Structural flexibility of hyaluronan oligomers as probed by molecular modeling

In the last few years, molecular modeling studies have been published that are devoted to a better understanding of the structural flexibility of hyaluronan (HA). Further conformational investigations, however, are needed on this polysaccharide, such as the application of statistical methods to perform enhanced one-step conformational analyses of its subunits. Moreover, the adjustment of assisted model building and energy refinement (AMBER) force field could provide the appropriate computational tool to study the interactions of HA and its derivatives with proteins. The present paper reports a combined Monte Carlo (MC) and molecular dynamics (MD) approach applied to the conformational study of HA, using an adjusted version of AMBER force field and the generalized Born solvent-accessible surface area (GB/SA) continuum solvation model.

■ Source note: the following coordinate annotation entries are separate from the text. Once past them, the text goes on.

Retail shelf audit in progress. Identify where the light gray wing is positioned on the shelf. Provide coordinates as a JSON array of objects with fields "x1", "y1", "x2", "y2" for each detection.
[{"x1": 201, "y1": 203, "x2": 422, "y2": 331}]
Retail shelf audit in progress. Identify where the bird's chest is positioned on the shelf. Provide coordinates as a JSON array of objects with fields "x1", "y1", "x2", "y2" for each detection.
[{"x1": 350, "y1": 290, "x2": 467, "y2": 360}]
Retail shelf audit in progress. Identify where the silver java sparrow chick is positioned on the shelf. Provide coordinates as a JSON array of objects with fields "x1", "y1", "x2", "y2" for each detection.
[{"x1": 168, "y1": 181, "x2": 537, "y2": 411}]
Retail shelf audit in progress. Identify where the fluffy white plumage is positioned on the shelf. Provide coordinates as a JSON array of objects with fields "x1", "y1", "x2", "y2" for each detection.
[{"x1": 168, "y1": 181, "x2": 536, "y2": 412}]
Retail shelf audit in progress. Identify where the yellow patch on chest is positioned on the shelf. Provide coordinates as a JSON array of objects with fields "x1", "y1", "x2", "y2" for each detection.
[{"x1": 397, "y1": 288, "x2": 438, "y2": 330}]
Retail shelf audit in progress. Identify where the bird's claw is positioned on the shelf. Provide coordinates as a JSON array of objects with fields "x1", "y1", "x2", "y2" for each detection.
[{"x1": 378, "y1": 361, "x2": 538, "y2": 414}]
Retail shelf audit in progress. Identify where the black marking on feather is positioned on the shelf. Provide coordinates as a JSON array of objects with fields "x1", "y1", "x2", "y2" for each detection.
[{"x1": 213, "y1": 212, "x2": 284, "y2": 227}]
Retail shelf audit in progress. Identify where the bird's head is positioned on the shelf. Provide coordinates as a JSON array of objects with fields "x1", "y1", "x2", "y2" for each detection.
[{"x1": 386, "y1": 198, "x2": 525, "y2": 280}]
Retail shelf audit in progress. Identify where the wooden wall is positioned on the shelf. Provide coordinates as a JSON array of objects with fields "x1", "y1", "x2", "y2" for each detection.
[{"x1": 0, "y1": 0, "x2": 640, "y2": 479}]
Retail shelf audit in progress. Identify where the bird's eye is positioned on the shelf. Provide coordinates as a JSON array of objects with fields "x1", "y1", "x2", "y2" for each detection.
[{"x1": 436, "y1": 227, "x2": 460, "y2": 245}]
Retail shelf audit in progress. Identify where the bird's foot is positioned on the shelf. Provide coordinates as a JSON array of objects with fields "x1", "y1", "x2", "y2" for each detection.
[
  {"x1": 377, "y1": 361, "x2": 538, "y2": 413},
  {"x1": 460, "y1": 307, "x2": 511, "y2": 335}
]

The MC approach turned out to be extremely effective to outline a conformational survey of the disaccharides constituting HA. Complete sets of conformations of the monomers were provided for the first time, some of which had never been predicted. MD technique, integrating the MC results, correctly reproduced the unusual stiffness of HA and predicted the existence of a minor skew-boat conformation of the β-D-glucuronic moiety. The computational approach, as a whole, improved the comprehension of the dynamic behavior of HA and offered a clear causal explanation of the relative dynamics of the glycosidic linkages.